Por cada paso que daba hasta llegar, su corazón latía más fuerte, sabía que estaba a punto de abrir la ventana a un huracán que podía despojarla de un tirón de su centro de estabilidad, pero Lorena era una mujer valiente, la vida la desafiaba impetuosa a transformar el dolor en una nueva forma de vida.
Siguió caminando a paso firme esos metros que la separaban del abismo y saltó al vació. Prendió la luz del cuarto, se acercó a su marido y lo abrazó. Él la buscaba en la inmensidad de las sombras que a partir de esa mañana iba a ser parte de sus días. Lloraron juntos, abrazados. Las caricias los unían sin condiciones.
Esa tarde, cuando sus cuatro hijos llegaron del colegio, se sentaron en el living familiar con su marido y les contaron de la ceguera de su padre y cómo, a partir de ese día, iban a tener que organizarse.
Los niños más pequeños no lograban entender la profundidad de la desdicha en la que su papá había caído, pero Pedro no podía dejar de llorar. Lloraba en silencio para que su padre no sintiera el dolor que se escurría por sus mejillas. Sus padres lo sintieron, lo abrazaron fuerte y le hablaron en ese tipo lenguaje tan único y mágico que solo puede pronunciarse desde el alma.
Esa noche, con todos ya dormidos, Pedro se levantó de su cama y fue en búsqueda de su madre. La encontró, pensativa, sentada en la cocina. Se sentó y le dijo: 'Mamá, qué vamos a hacer con lo de papá? Tenés el negocio y mis hermanos son muy chicos. Decime que todo esto va a pasar y todo va a ser como antes!'. Lorena lo tomó de la mano y le dijo, mirándolo tiernamente a los ojos: 'Pedro de mi corazón, nunca hubiera querido que esto sucediera, pero los días lluviosos son parte de paisaje. Hoy las ramas de nuestro árbol se cayeron todas pero el árbol sigue de pie. Te pido nunca dejes de mirarme. Saber que me miras me da la fuerza que necesito para seguir y ser tu guía en este camino. Vamos a salir adelante juntos'.
Los meses pasaron, Lorena fue transformando la desdicha en oportunidades. Amplió el rubro del negocio y las ventas se incrementaron. Golpeó todas las puertas posibles hasta llegar a un cirujano que le dio un atisbo de esperanzas para que su marido recuperara, al menos algo, de visión. La operación era costosa y en el extranjero. Demoró tres años en juntar el dinero a través de colectas barriales e incluso campañas solidarias a través de redes sociales. Sus hijos crecieron. Su marido recuperó algo de visión. Pedro era su mano derecha. Nunca dejó de mirarla.

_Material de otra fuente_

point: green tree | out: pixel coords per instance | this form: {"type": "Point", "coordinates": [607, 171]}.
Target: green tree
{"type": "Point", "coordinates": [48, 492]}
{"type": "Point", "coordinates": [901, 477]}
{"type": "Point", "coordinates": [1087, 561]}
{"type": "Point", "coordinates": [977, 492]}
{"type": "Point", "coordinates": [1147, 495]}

Los años pasaron y, a sus más de 80 años, Lorena partió rodeada del amor de su familia y amigos. Cuando Pedro salía del funeral de su madre, su hijo de 12 años lo abrazó fuerte y antes de subir al auto le dijo: 'Papá, que vamos a hacer sin la abuela? Fue la mejor abuela, siempre con su sonrisa nos acompañó en todo!'. Pedro lo tomó de la mano y le dijo, mirándolo tiernamente a los ojos: 'Hijo querido, te voy a decir algo que la abuela me dijo uno de los días más tristes de mi vida. Hoy las ramas de nuestro árbol están caídas, pero el árbol sigue de pie. Te pido nunca dejes de mirarme. Saber que me miras me da la fuerza que necesito para seguir adelante y ser tu guía en este camino. La abuela siempre va está entre nosotros, incluso a través de estas palabras'.